Verghese: I have to confess that — like many physicians listening to this, I suspect — I got the antibody test and it came back negative, and I realized I had no idea what they were testing. There was no way to do anything with the information. I sheepishly talked to a few colleagues only to find that many of them had done the same thing, and 50% or so had the same awkward realization that they had no protection. But we don’t know what we were measuring. We don’t know that it mattered. And ultimately, we all concluded that in the absence of standardization, we just needed to ignore this. The bottom line is we shouldn’t have done the test.
Krammer: Once the vaccine started to be rolled out, I got a lot of emails from people who had gotten tested and were negative after vaccination, and in 100% of cases, it turned out that they had done nuclear protein tests. So they were upset that they didn’t make a response. But then it turned out that they were just measuring the wrong antibody response.
Topol: And you have published how virtually everyone who gets vaccinated has at least some antibody response, even among people who are immunocompromised, although perhaps not as high a level.
Should Prior COVID Be Counted as a Vaccine Dose?

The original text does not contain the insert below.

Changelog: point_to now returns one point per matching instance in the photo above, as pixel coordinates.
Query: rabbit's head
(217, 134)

Topol: Prior COVID doesn’t get much respect. If you get a vaccine card, there’s no entry for prior COVID. Do you think that should count as one dose? In many other countries, perhaps in Austria, but in certain countries in Europe and Asia, confirmed prior COVID is counted as one dose of vaccine in terms of your vaccine status. What are your thoughts about that?
Krammer: Absolutely. There is a nice preprint out there in which they assessed vaccine effectiveness against Delta with AstraZeneca, Moderna, and Pfizer-BioNTech vaccines. But they also looked at prior infection, and prior infection is pretty much as good as what they see with the vaccines, in the range of 70%-80% protection against reinfection with the Delta variant. So just to assume that somebody who had an infection has no protection is wrong. Those people have substantial protection. They have variability in their response. Some might get reinfected and are less protected than others, but they certainly have a degree of protection. You might not want to consider them fully vaccinated; you can argue about that, but at least a one-dose equivalence from a scientific perspective is justified.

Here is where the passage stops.